Last year, in "Six Days, Seven Nights," Harrison Ford's character survived a plane crash. Now, in "Random Hearts," Ford plays Dutch Van Den Broeck, who suffers a far more harrowing catastrophe - he must deal with his wife's demise after her plane goes down. Unfortunately, sitting through this movie makes her fate seem like a welcome alternative.

How exactly does "Random Hearts" become such an ordeal? Because it bites off much more than it knows how to chew. Screenwriters Kurt Luedtke and Darryl Ponicsan have taken Warren Adler's already convoluted novel and turned it into something much worse: a hollow piece of Hollywood junk.

Dutch isn't the only one whose spouse dies in the crash; Republican Congresswoman Kay Chandler (Kristin Scott Thomas) loses her husband as well. But wait, there's more: The two late spouses were sitting together on the plane, and, as Dutch soon discovers, they were having an affair.

And even this complication is not enough: Kay is running for reelection, and any scandal, including her husband's infidelity, will destroy her chances. See how heavy things have become already? We haven't even made it past the first reel yet.

This could have been a fantastic movie if it had focused on Dutch's and Kay's losses and discoveries of their spouses' betrayals. Scenes in which Dutch pieces together his wife's deception (allowing Ford to display such emotions as stoicism, extreme stoicism and eventually sublime stoicism) have great potential, but they cannot scratch beneath the surface of the staid "man scorned" notion that Dutch comes to represent.

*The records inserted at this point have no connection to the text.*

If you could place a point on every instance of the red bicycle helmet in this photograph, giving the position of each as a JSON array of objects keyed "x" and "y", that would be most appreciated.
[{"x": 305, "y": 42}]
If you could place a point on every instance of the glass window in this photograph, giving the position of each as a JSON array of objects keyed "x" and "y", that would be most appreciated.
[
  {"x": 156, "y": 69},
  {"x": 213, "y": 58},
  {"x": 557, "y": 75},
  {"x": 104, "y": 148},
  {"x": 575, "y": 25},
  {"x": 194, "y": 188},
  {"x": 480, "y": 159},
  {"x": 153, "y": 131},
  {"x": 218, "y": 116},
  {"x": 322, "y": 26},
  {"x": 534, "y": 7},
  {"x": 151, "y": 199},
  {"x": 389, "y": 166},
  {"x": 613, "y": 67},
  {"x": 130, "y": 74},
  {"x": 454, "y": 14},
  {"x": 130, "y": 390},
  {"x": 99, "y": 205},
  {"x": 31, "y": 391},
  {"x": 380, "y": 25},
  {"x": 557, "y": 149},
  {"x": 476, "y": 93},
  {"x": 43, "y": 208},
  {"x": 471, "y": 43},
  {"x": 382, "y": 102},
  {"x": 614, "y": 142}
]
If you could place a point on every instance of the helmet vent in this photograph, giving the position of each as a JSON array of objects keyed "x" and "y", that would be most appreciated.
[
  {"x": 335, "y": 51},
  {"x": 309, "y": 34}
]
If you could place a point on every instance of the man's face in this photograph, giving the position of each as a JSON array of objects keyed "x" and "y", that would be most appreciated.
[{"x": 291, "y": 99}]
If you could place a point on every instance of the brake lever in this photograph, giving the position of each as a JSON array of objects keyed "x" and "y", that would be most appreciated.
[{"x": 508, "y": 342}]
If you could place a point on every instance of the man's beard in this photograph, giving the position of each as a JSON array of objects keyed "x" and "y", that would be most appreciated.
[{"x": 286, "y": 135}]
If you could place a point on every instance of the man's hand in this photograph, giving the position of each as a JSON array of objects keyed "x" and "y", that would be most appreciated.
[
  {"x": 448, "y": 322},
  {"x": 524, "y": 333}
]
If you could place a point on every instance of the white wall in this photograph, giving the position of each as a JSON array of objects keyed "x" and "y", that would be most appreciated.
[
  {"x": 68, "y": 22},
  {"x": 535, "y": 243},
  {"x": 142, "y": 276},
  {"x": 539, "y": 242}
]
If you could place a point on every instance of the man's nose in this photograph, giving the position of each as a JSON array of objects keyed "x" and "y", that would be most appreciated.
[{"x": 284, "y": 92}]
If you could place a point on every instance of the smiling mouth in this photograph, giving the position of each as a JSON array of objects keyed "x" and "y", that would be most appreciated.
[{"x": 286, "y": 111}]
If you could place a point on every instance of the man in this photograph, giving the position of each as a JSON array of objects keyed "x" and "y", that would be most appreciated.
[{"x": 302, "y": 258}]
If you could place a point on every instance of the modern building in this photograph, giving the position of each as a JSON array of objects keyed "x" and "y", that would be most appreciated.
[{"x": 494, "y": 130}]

In fact, only one sequence truly is jarring - when Dutch and Kay meet in Miami, where their wife and husband had previously frolicked together. As they watch couples writhing rhythmically on the dance floor at a tango club, they realize the overwhelming scale of their spouses' deceit. But "Random Hearts" ignores the idea of how one copes with such a discovery.

Instead, halfway through this overlong journey into despair, the protagonists decide to fall in love. How come? Because the script tells them to do so - not because they share any great chemistry, not because their growing passion can't remain repressed any longer and certainly not because it makes any sense.

The shame is, Oscar-winning director Sydney Pollack ("Out of Africa") should have known better. Much better. His "Tootsie" is one of the great romantic comedies of our time and proves that he knows how to capture on-screen chemistry. This time around, though, it feels as though he was just going through the motions. For instance, how was he incapable of noticing just how irritating Dave Grusin's jazz score is?

Blurring the film's focus even further is a distracting subplot involving Dutch, a sergeant in the Internal Affairs division of the D.C. Police Department, tracking down a police officer whom he suspects murdered a witness. The intent of this loosely intertwined story is clear: Dutch, whose career was based on his ability to decipher truth from lies, cannot fathom how his wife was able to pull the wool over his eyes.

But Pollack and the writers leave out any understanding of Dutch's marriage. Until Ford finally begins to emote in the film's last half-hour, it's hard to grasp his loss because the audience knows nothing about the two of them together.

Scott Thomas has the more interesting role, partially because of her supporting cast (including Pollack as her media consultant and the wonderful Bonnie Hunt as her socialite friend). And anyone able to look past her here-it-comes-there-it-goes-again American accent will recognize the subtlety of her performance. Scott Thomas shows what a mess Kay is beneath her stable veneer.

But in adapting the film from the novel (in which Kay was a lawyer's wife), the writers strip Kay's tragedy of its dramatic weight. "Random Hearts" gets so caught up in the idea of moving on after tragedy that it neglects to dramatize how people cope with it. Additionally, the idea of reducing the death of Kay's husband to a mere complication in her political campaign is borderline offensive. It paints death as something more burdensome than poignant.

Hearts are not random in this movie; they are empty and unfeeling. And in this case, that's a fate worse than death.